Kim, Seung Hyun; Choi, Yong Seon; Lee, Sang Kil; Oh, Hanseul; Choi, Seung Ho.
Afiliação
  • Kim SH; Department of Anesthesiology and Pain Medicine, Severance Hospital, Yonsei University College of Medicine, Seoul, Korea.
  • Choi YS; Department of Anesthesiology and Pain Medicine, Anesthesia and Pain Research Institute, Severance Hospital, Yonsei University College of Medicine, Seoul, Korea.
  • Lee SK; Division of Gastroenterology, Department of Internal Medicine, Institute of Gastroenterology, Yonsei University College of Medicine, Seoul, Korea.
  • Oh H; Department of Anesthesiology and Pain Medicine, Severance Hospital, Yonsei University College of Medicine, Seoul, Korea.
  • Choi SH; Department of Anesthesiology and Pain Medicine, Anesthesia and Pain Research Institute, Severance Hospital, Yonsei University College of Medicine, Seoul, Korea. CSHO99@yuhs.ac.
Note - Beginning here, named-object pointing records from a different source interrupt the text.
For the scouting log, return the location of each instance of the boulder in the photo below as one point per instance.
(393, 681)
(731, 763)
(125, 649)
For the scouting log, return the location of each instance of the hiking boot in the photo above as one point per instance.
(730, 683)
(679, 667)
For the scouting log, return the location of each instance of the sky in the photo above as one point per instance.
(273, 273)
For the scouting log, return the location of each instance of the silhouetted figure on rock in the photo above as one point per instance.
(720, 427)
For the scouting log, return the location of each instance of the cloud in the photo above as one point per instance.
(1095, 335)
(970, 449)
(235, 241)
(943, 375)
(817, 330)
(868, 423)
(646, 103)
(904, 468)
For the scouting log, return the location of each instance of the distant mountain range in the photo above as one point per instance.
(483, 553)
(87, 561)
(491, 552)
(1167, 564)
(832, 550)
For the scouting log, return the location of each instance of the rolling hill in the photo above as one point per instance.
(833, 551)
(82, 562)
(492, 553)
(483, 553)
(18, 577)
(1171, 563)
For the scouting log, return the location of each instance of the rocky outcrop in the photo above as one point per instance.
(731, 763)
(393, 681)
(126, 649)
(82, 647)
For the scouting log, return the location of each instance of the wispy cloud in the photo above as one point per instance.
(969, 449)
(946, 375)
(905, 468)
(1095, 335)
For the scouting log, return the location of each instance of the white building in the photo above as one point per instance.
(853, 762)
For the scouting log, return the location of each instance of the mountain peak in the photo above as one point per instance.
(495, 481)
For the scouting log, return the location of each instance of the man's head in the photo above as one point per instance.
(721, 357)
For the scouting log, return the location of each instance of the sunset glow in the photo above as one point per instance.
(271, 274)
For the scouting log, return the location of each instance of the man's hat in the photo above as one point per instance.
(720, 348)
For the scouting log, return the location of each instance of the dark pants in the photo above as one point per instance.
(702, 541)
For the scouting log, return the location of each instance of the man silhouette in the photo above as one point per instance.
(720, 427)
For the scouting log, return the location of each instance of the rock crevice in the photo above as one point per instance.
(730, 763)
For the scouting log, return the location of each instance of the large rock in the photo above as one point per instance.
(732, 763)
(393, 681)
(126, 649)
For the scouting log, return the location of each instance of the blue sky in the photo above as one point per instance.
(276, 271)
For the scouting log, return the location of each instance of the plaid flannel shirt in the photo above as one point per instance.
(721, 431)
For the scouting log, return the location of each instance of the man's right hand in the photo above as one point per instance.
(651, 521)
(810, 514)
Surg Endosc ; 34(8): 3560-3566, 2020 08.
Article em En | MEDLINE | ID: mdl-32468261
BACKGROUND: Endoscopic submucosal dissection (ESD) has a favorable outcome, compared to esophagectomy, for early esophageal neoplasia. Recent studies used general anesthesia for esophageal ESD to minimize complications due to insufficient sedation and patient movement. We aimed to evaluate the safety of general anesthesia in comparison with conscious sedation provided by anesthesiologists for esophageal ESD. METHODS: We retrospectively reviewed the electronic medical records of 158 patients who underwent esophageal ESD under general anesthesia or conscious sedation provided by anesthesiologists. We evaluated the incidence of procedure-related complications, including perforation, post-ESD bleeding, cardiopulmonary adverse events (arrhythmia, hypotension, and hypoxemia), procedure failure, stricture, and new lung consolidation after ESD. Cases of frank perforation, post-ESD bleeding requiring a vigorous diagnostic approach, and cardiopulmonary adverse events were regarded as acute complications of ESD. RESULTS: Acute complications occurred only in the conscious sedation group (8/83 [9.6%] vs. 0/75 [0.0%]; p value = 0.007). The numbers of patients with frank perforation, post-ESD bleeding, and cardiopulmonary adverse events were four, one, and three, respectively. Moreover, new lung consolidation after ESD developed only in the conscious sedation group (7/83 [8.4%] vs. 0/75 [0.0%]; p value = 0.014). ESD failed in four patients in the conscious sedation group. The incidences of stricture that required stent insertion and hospital stay after ESD were comparable between the two groups. CONCLUSION: General anesthesia is associated with a lower incidence of acute procedure-related complications in esophageal ESD compared to conscious sedation provided by anesthesiologists. Therefore, we recommend general anesthesia as a safer option for esophageal ESD.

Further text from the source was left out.